Despite encouraging results, several constraints of this systematic review should be acknowledged. Firstly, a limited number of comparative studies between REMS and DXA exist, reflecting the recent emergence of REMS, and the outcomes may vary across the heterogeneous populations included. Secondly, most available studies are cross-sectional, restricting conclusions about REMS’s long-term reproducibility and utility in diverse clinical backgrounds. Similarly, data on non-Caucasian populations and individuals with a high BMI remain scarce and inconclusive. Furthermore, our search was confined to three databases (Web of Science, Pub Med, and Science Direct) focused solely on English-language literature, and excluded grey literature, which may have impacted the comprehensiveness of the review. Lastly, we opted not to include “DEXA” in our search string, despite its widespread informal use, as the International Society for Clinical Densitometry designates “DXA” as the preferred terminology for the technology [72]. Additionally, “DEXA” is frequently associated with dexamethasone, which could introduce irrelevant search results. While this decision helped maintain search specificity, it may have limited the number of retrieved articles, as some studies may still use “DEXA” in their indexing.

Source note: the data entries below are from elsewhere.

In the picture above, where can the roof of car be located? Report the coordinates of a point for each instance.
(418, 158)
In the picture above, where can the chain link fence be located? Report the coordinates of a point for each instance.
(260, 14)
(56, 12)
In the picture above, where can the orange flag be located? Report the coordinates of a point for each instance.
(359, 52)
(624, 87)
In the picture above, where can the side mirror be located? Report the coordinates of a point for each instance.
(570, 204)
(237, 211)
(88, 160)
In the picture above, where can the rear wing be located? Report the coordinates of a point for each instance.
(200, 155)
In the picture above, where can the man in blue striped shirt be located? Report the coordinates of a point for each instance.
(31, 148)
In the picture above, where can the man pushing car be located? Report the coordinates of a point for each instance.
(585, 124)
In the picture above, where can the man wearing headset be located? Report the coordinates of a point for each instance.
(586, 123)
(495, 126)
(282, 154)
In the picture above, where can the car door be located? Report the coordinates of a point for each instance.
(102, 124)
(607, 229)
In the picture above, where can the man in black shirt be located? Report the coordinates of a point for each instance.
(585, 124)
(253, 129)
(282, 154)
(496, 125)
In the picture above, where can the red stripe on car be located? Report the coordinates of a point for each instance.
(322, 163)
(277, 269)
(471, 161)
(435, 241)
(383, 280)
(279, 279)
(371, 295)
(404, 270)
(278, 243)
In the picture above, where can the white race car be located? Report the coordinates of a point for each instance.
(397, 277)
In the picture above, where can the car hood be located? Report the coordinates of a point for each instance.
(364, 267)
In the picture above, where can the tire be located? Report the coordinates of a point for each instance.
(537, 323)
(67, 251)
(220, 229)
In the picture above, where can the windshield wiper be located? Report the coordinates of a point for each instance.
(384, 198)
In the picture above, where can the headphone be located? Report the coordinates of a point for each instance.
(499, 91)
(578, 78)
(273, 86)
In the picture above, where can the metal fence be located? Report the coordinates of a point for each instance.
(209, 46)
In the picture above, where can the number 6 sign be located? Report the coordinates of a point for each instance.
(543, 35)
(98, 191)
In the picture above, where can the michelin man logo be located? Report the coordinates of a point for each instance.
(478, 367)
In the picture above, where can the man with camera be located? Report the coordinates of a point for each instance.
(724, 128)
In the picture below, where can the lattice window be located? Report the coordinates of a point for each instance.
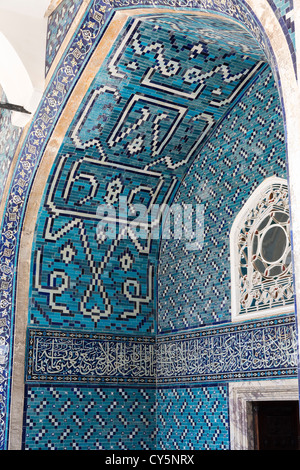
(261, 259)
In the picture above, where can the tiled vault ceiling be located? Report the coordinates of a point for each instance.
(162, 90)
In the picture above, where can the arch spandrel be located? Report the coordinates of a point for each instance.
(36, 149)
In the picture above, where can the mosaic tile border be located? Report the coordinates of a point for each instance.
(64, 78)
(251, 350)
(254, 349)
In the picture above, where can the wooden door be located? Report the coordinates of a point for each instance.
(276, 425)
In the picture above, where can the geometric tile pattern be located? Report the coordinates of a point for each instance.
(59, 23)
(9, 139)
(141, 124)
(67, 74)
(284, 11)
(193, 418)
(194, 287)
(82, 418)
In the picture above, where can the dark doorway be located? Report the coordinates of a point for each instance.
(276, 425)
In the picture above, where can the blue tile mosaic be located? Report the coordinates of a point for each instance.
(9, 139)
(193, 418)
(77, 418)
(68, 72)
(137, 131)
(194, 286)
(59, 23)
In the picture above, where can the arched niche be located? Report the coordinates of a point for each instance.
(62, 118)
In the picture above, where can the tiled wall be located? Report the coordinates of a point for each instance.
(247, 148)
(9, 139)
(83, 418)
(93, 302)
(54, 426)
(59, 23)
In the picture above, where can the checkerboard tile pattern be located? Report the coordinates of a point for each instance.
(80, 418)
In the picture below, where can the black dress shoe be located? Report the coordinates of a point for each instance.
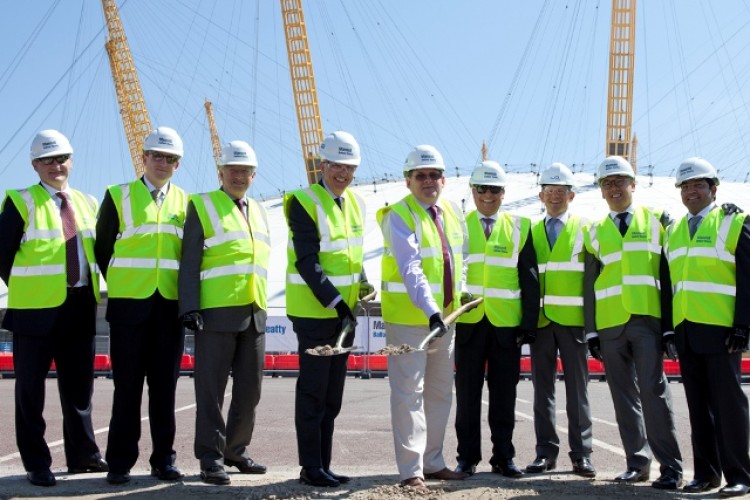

Future research should explore whether REMS can serve as a main diagnostic tool for both primary and secondary osteoporosis and assess its performance across various comorbidities and demographic groups. Additionally, longitudinal studies are required in order to establish the role of fragility score as a reliable fracture risk predictor. Comparative studies with further imaging technologies such as lateral DXA imaging, quantitative computed tomography, or other advanced diagnostic techniques (which are scarcely available at the moment) may strengthen the evidence for REMS.

5. Conclusions

This systematic review provides a comprehensive evaluation of REMS as an emerging imaging modality for osteoporosis diagnosis and fracture risk assessment, highlighting its diagnostic performance, clinical utility, and economic implications. The findings indicate that REMS demonstrates diagnostic accuracy comparable to DXA, with high concordance, sensitivity, and specificity. However, in patients with chronic conditions, unique bone status characteristics may influence REMS-DXA correlations, emphasizing the need for tailored assessments.

Furthermore, REMS-derived FS shows strong potential in predicting fragility fractures, offering a valuable tool for improving fracture risk stratification alongside the classical bone parameters.

Beyond its diagnostic capabilities, REMS presents significant clinical advantages, including portability, cost-effectiveness, and the ability to provide radiation-free monitoring. These attributes make it particularly beneficial for radiation-sensitive populations, such as pregnant women, children, and individuals requiring frequent imaging, as well as for frail or mobility-impaired patients. Additionally, REMS addresses specific limitations of DXA, such as the overestimation of BMD due to imaging artifacts from vertebral fractures, osteoarthritis, and vascular calcifications.

Despite these promising attributes, the long-term performance of REMS remains to be fully established. The relatively limited availability of comparative studies with DXA, the predominance of cross-sectional research, and the lack of extensive data on diverse populations, including non-Caucasian individuals and those with high BMI, underscore the need for further investigation. Future studies should explore REMS’ applicability across various comorbidities, validate FS as a reliable fracture risk predictor, and assess its role as a primary diagnostic tool for osteoporosis.